A recent study conducted by researchers at the Centre for Microbiology and Environmental Systems Science at the University of Vienna has shed new light on the impact of soil temperature on soil microbiome diversity and its implications for the global carbon cycle. The study, published in Science Advances, challenges the existing understanding of how soil microbiomes influence the release of carbon into the atmosphere and the potential feedback mechanisms on the climate.
Contrary to previous beliefs, the study revealed that warmer soils lead to an increase in soil microbiome diversity, which in turn affects the global carbon cycle. This finding suggests that the release of carbon into the atmosphere is not solely driven by the accelerated growth of microbes due to higher soil temperatures, but rather by the activation of previously dormant bacteria.

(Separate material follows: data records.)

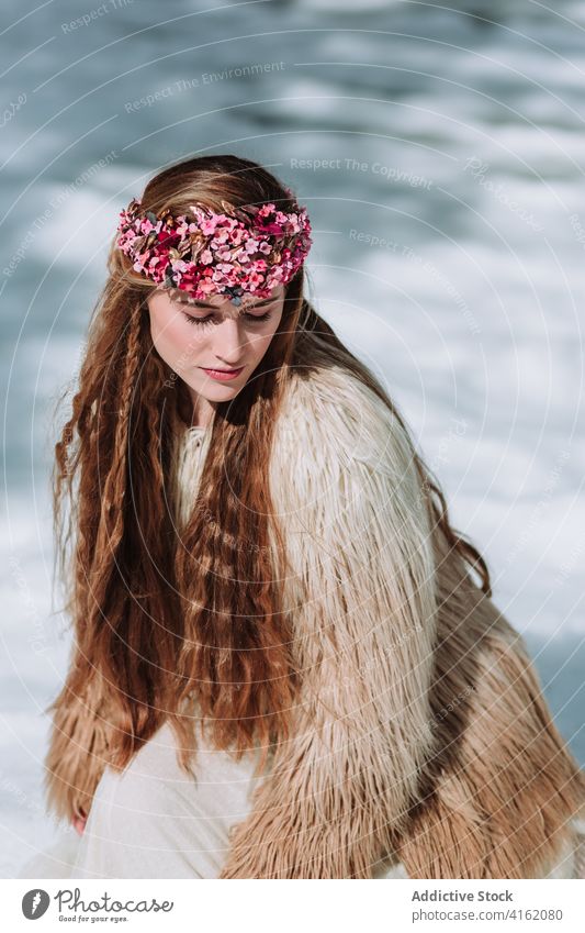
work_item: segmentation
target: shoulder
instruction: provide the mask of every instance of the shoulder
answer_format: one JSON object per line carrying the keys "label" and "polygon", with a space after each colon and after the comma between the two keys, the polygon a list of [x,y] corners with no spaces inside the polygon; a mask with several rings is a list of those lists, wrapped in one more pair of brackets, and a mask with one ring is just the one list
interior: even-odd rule
{"label": "shoulder", "polygon": [[326,457],[344,467],[404,473],[415,458],[408,429],[394,403],[338,365],[292,374],[274,432],[275,453],[293,459]]}

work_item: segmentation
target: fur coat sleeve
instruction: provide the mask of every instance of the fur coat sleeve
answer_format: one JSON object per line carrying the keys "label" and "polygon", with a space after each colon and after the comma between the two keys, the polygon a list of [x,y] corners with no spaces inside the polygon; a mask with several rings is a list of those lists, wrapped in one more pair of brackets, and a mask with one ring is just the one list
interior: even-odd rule
{"label": "fur coat sleeve", "polygon": [[370,878],[432,742],[430,512],[398,419],[335,368],[297,379],[270,481],[301,697],[221,877]]}

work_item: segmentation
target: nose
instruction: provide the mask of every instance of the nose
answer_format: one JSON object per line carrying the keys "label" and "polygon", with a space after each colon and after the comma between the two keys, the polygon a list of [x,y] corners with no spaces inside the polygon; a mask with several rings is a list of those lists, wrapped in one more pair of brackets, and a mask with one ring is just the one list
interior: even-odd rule
{"label": "nose", "polygon": [[237,369],[243,365],[244,338],[239,315],[225,316],[217,326],[214,352],[226,368]]}

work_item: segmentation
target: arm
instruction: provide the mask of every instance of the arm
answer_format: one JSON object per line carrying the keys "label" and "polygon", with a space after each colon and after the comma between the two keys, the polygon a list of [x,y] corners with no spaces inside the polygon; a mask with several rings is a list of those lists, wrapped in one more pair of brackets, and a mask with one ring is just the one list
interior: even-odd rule
{"label": "arm", "polygon": [[[324,422],[300,406],[271,480],[301,604],[301,697],[222,878],[369,878],[432,742],[430,525],[413,448],[365,389]],[[333,423],[328,423],[328,422]],[[359,435],[359,436],[358,436]],[[291,438],[293,435],[290,435]],[[305,446],[306,445],[306,446]]]}

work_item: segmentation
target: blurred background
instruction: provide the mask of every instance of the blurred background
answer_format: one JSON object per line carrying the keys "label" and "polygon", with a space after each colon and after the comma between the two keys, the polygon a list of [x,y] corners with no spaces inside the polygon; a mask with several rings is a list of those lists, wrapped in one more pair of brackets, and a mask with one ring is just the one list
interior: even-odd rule
{"label": "blurred background", "polygon": [[256,159],[307,206],[310,297],[406,416],[585,764],[585,3],[3,11],[0,876],[59,832],[55,406],[120,210],[199,154]]}

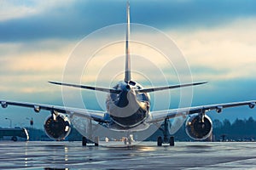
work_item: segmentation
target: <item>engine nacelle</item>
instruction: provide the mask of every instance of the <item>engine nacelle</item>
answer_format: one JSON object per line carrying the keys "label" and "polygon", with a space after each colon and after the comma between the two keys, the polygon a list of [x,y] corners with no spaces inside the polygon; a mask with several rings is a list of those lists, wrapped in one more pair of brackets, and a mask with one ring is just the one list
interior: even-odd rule
{"label": "engine nacelle", "polygon": [[49,138],[55,140],[64,139],[71,131],[71,123],[67,116],[59,114],[55,116],[51,115],[44,122],[44,130]]}
{"label": "engine nacelle", "polygon": [[204,116],[204,122],[198,115],[192,116],[186,122],[186,133],[195,140],[204,140],[212,132],[212,122],[209,116]]}

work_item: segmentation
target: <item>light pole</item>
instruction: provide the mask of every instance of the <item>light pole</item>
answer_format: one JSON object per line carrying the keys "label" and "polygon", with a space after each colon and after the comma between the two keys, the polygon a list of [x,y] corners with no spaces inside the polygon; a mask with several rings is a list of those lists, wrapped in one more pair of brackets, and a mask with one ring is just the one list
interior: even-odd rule
{"label": "light pole", "polygon": [[12,128],[12,120],[9,118],[5,118],[5,119],[9,121],[9,128]]}

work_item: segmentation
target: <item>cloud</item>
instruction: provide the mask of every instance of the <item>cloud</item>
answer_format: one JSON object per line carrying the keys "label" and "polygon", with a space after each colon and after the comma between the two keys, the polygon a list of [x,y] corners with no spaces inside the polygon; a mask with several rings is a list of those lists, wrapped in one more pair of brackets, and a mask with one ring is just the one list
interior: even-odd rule
{"label": "cloud", "polygon": [[195,77],[210,80],[252,77],[256,71],[256,18],[186,32],[170,31]]}
{"label": "cloud", "polygon": [[[6,1],[9,2],[9,1]],[[23,1],[22,1],[23,2]],[[91,31],[125,22],[122,1],[32,1],[3,4],[2,13],[12,14],[0,22],[0,41],[32,41],[41,38],[81,38]],[[131,22],[160,29],[190,30],[224,25],[237,18],[254,16],[254,1],[131,1]],[[20,10],[19,10],[20,11]],[[22,12],[24,11],[24,12]],[[6,14],[3,14],[5,16]]]}

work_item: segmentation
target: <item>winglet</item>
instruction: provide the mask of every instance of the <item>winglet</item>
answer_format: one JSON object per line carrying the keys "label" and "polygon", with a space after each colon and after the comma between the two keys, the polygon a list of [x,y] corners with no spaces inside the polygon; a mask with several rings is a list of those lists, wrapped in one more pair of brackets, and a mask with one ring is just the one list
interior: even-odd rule
{"label": "winglet", "polygon": [[127,1],[126,5],[126,41],[125,41],[125,82],[128,82],[131,77],[131,58],[129,50],[129,40],[130,40],[130,3]]}

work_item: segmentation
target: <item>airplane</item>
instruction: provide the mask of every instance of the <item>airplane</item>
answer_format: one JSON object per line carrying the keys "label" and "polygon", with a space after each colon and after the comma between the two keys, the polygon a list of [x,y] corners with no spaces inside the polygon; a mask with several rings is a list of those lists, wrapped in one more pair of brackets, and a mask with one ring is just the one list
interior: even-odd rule
{"label": "airplane", "polygon": [[[222,112],[225,108],[248,105],[249,108],[254,108],[256,100],[241,101],[233,103],[223,103],[207,105],[186,108],[169,109],[165,110],[150,110],[150,97],[152,92],[162,90],[170,90],[173,88],[185,88],[189,86],[198,86],[207,83],[207,82],[191,82],[185,84],[170,85],[156,88],[143,88],[141,84],[131,78],[131,55],[130,55],[130,3],[126,5],[126,37],[125,37],[125,66],[124,80],[119,82],[112,88],[86,86],[83,84],[73,84],[60,82],[49,82],[49,83],[67,86],[76,88],[87,89],[91,91],[101,91],[107,94],[106,110],[91,110],[87,109],[71,108],[59,105],[51,105],[44,104],[26,103],[20,101],[9,101],[1,99],[0,103],[3,108],[8,105],[27,107],[39,112],[41,110],[49,110],[49,116],[44,122],[44,130],[46,134],[55,140],[62,140],[68,136],[71,131],[71,125],[74,123],[73,117],[80,120],[86,120],[86,127],[89,129],[79,128],[75,126],[84,136],[83,144],[86,145],[90,140],[93,141],[95,145],[98,145],[99,139],[93,139],[92,122],[98,123],[113,132],[132,132],[147,130],[150,125],[158,122],[163,122],[163,137],[157,139],[157,145],[162,144],[173,144],[173,138],[168,139],[167,127],[170,125],[170,119],[176,117],[186,117],[185,129],[189,137],[195,140],[204,140],[207,139],[212,132],[212,122],[207,115],[209,110],[215,110],[218,113]],[[85,132],[86,130],[86,132]],[[127,135],[129,144],[131,144],[130,134]]]}

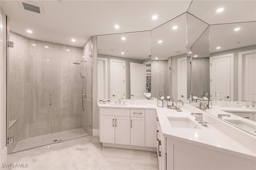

Microorganisms play a crucial role in the global carbon cycle by breaking down organic matter and releasing carbon dioxide. As temperatures rise, microbial communities are expected to emit more carbon dioxide, contributing to the acceleration of climate change through a process known as soil carbon-climate feedback.
Lead author of the study, Andreas Richter, emphasized the long-standing assumption that the response of soil microbiomes to warmer climates is driven by increased growth rates of individual microbial taxa. However, the research findings challenge this notion, highlighting the complexity of soil microbiome dynamics in response to temperature changes.
The research team conducted their study in a subarctic grassland in Iceland, where over half a century of geothermal warming had led to higher soil temperatures compared to the surrounding areas. By employing isotope probing techniques, the researchers identified active bacterial taxa in the soil cores collected from the site. They compared the growth rates of these bacteria at both ambient and elevated temperatures, revealing that the growth rates of microbes in warmer soils were similar to those at normal temperatures despite the consistent soil warming over the years.
The study’s primary author, Dennis Metze, highlighted the remarkable finding that despite the prolonged soil warming, the growth rates of microbes in warmer soils remained indistinguishable from those in normal temperatures, indicating the complexity and adaptability of soil microbiomes in response to environmental changes.